Les habitants du Lac Rose s’opposent au projet de «ville verte» près de Dakar
Au Sénégal, la décision de lancer les travaux d’une « ville verte » au bord du Lac Rose, à proximité de la capitale Dakar, cristallise les tensions. Malgré les critiques et les mobilisations locales, les promoteurs du projet assurent que les constructions respectent les normes environnementales.
Les riverains, menés par le collectif de l’Arr Lac Rose, dénoncent une menace pour l’écosystème fragile du site. Pour eux, cette initiative, présentée comme écologique et durable, risque de détruire un rempart naturel contre l’avancée de l’océan, essentiel pour des milliers de personnes dépendant directement du lac.
Un projet controversé pour des milliers d’emplois et de touristes
Le collectif de protection du Lac Rose, dirigé par Ibrahima Mbaye, insiste sur l’impact économique et écologique du projet. Selon lui, la construction de cette « ville verte » mettrait en péril les moyens de subsistance de 6 000 travailleurs : ramasseurs de sel, restaurateurs, guides touristiques et autres acteurs locaux.
« On nous parle de ville verte, mais c’est surtout une opération marketing pour attirer des investisseurs », déclare Ibrahima Mbaye. Il ajoute que les dunes de sable et la végétation existante, plantée pour lutter contre l’érosion côtière, seraient détruites par des immeubles imposants, rendant le site peu attractif pour les touristes.
Les promoteurs promettent préservation et création d’emplois
La société égyptienne Casa Orascom, porteuse du projet, affirme que les travaux respecteront les engagements environnementaux pris avec les autorités sénégalaises. Elle met en avant la création de 20 000 emplois directs et indirects liés au chantier.

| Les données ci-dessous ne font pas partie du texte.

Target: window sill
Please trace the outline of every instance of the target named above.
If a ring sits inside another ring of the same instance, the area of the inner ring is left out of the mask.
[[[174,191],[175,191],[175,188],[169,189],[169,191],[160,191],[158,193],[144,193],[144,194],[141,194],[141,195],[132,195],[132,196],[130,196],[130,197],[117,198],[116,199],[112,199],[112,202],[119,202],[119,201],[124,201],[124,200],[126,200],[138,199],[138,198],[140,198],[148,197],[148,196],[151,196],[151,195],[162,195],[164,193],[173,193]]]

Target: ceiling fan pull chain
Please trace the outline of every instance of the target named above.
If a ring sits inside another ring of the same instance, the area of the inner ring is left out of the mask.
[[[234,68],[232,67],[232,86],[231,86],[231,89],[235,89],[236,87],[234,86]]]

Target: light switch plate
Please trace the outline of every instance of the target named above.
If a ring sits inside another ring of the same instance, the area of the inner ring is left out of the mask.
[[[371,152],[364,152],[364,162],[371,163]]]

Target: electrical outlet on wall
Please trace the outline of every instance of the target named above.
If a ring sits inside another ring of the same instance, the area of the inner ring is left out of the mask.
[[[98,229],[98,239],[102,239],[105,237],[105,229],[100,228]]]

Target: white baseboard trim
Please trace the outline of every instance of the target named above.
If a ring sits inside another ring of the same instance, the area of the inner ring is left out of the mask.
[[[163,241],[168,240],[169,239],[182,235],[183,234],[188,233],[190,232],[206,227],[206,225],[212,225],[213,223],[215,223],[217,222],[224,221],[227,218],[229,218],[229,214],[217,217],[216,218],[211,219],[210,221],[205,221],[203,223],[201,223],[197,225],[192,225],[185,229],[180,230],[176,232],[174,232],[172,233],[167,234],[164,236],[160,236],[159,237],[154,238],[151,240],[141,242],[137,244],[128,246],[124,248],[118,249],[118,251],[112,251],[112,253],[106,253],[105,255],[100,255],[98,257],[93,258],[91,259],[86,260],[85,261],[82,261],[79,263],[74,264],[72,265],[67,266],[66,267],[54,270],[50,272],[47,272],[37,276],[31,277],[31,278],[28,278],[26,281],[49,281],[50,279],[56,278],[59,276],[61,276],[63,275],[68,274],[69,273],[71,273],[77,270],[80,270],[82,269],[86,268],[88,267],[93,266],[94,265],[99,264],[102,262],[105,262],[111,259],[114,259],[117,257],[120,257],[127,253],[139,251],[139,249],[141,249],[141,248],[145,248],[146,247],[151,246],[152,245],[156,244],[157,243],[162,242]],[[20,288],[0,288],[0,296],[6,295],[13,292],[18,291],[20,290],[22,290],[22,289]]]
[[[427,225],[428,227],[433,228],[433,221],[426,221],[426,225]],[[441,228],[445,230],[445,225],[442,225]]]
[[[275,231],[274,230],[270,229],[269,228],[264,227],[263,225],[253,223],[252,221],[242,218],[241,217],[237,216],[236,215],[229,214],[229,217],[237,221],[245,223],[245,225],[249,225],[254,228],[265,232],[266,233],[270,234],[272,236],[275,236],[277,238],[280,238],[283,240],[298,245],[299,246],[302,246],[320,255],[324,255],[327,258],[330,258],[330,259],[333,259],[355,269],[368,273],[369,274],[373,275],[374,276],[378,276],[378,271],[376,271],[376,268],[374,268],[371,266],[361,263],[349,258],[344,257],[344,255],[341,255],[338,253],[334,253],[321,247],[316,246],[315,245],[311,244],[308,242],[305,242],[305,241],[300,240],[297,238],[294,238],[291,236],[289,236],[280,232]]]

« Nous sommes en mesure de construire tout en préservant », assure la cellule communication de Casa Orascom, contactée pour réagir. Malgré ces promesses, les opposants restent sceptiques, craignant que les promesses ne soient pas tenues.
Une mobilisation citoyenne pour sauver le Lac Rose
Les dernières heures ont été marquées par des publications en ligne, des rassemblements et des appels aux autorités. Ibrahima Mbaye et son collectif espèrent encore faire annuler le projet avant le début des travaux. Pour eux, la préservation du Lac Rose est une priorité, bien au-delà des promesses de modernité.